A exigência implícita de implementação da LCP 179 por lei ordinária pode criar embaraço à sua eficácia. Do ponto de vista constitucional, a regulamentação e a execução da LCP 179 estão a cargo do Poder Executivo, seja por decreto presidencial, em decorrência direta do texto constitucional, ou por ato administrativo, em virtude da atribuição de competência legal. Contudo, diante da presunção de sua constitucionalidade, é possível que o Poder Executivo se abstenha de implementá-la, à espera da lei ordinária.
Nesse caso, não só se sujeitará à lentidão e politização do processo legislativo, como correrá o risco de ver a lei ordinária resultante questionada por afronta à reserva de lei complementar.

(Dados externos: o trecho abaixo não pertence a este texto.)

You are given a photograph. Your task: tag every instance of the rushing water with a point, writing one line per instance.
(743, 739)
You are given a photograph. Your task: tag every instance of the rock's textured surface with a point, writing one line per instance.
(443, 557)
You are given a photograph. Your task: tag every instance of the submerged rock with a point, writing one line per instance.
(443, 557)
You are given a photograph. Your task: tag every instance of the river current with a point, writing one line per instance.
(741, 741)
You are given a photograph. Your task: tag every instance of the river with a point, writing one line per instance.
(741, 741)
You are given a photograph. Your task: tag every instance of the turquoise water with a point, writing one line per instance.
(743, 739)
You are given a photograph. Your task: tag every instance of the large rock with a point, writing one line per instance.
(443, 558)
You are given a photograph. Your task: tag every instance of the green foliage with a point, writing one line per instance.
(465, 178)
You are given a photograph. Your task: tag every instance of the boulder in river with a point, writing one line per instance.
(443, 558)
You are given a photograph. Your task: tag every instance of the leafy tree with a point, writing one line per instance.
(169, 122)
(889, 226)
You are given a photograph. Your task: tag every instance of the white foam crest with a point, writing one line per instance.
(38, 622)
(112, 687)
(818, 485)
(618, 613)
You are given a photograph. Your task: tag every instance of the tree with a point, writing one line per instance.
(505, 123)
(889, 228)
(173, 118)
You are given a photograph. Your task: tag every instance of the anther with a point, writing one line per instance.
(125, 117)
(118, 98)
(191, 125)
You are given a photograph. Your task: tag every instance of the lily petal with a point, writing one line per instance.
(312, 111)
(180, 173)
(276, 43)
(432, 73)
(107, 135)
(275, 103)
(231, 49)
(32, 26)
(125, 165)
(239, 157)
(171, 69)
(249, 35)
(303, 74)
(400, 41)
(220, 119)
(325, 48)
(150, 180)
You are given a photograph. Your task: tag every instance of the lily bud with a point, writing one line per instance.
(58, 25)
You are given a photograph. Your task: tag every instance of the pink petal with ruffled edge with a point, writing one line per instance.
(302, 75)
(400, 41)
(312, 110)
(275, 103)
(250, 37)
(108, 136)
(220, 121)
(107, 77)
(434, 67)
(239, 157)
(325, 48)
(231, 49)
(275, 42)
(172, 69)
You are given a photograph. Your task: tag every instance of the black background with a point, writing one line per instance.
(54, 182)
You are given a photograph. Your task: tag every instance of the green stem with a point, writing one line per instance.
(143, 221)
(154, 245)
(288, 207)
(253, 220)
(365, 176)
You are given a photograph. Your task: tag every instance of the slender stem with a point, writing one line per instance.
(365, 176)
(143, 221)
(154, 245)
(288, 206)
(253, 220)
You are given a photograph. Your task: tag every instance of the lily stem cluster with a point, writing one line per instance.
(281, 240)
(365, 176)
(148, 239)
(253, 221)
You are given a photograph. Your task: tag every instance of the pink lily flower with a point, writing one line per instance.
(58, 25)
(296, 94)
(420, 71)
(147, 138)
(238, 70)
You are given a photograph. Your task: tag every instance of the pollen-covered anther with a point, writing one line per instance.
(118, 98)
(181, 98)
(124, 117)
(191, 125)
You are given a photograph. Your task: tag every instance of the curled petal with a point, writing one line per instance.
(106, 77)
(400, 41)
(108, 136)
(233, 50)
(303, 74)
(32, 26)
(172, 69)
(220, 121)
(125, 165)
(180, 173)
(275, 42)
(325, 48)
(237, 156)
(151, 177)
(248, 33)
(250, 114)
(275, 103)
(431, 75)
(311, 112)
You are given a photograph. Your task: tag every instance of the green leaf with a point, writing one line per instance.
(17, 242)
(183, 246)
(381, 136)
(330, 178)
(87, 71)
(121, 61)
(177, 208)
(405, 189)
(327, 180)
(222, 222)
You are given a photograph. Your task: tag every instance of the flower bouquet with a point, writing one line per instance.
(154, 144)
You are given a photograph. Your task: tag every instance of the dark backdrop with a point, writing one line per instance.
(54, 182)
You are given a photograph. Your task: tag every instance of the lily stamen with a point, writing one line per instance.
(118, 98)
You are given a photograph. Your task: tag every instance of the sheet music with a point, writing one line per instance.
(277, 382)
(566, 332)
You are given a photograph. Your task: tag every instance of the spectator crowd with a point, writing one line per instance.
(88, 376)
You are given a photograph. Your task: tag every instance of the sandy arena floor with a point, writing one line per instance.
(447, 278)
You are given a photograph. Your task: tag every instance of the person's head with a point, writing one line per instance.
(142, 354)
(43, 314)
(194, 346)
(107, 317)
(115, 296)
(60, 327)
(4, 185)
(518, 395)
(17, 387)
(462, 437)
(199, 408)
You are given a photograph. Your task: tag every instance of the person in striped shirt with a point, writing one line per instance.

Alternativamente, poderá optar por contestar a constitucionalidade da LCP 179 ou requerer sua interpretação conforme à Constituição Federal, de modo a permitir sua implementação por ato infralegal, o que também acarretará custos de agilidade e políticos.
Ante o exposto, recomendam-se as seguintes medidas para o aperfeiçoamento do arcabouço legislativo e da estrutura jurídica do BCB: a) a consolidação de sua legislação de regência em lei orgânica exclusiva; b) a remoção da necessidade de autorização do CMN para a instalação de delegacias regionais; c) a estipulação de proibição expressa a que o BCB receba instruções externas, bem como a que agentes externos o influenciem indevidamente; e d) a exclusão da referência do artigo 6º da LCP 179 “a leis específicas destinadas à sua implementação”.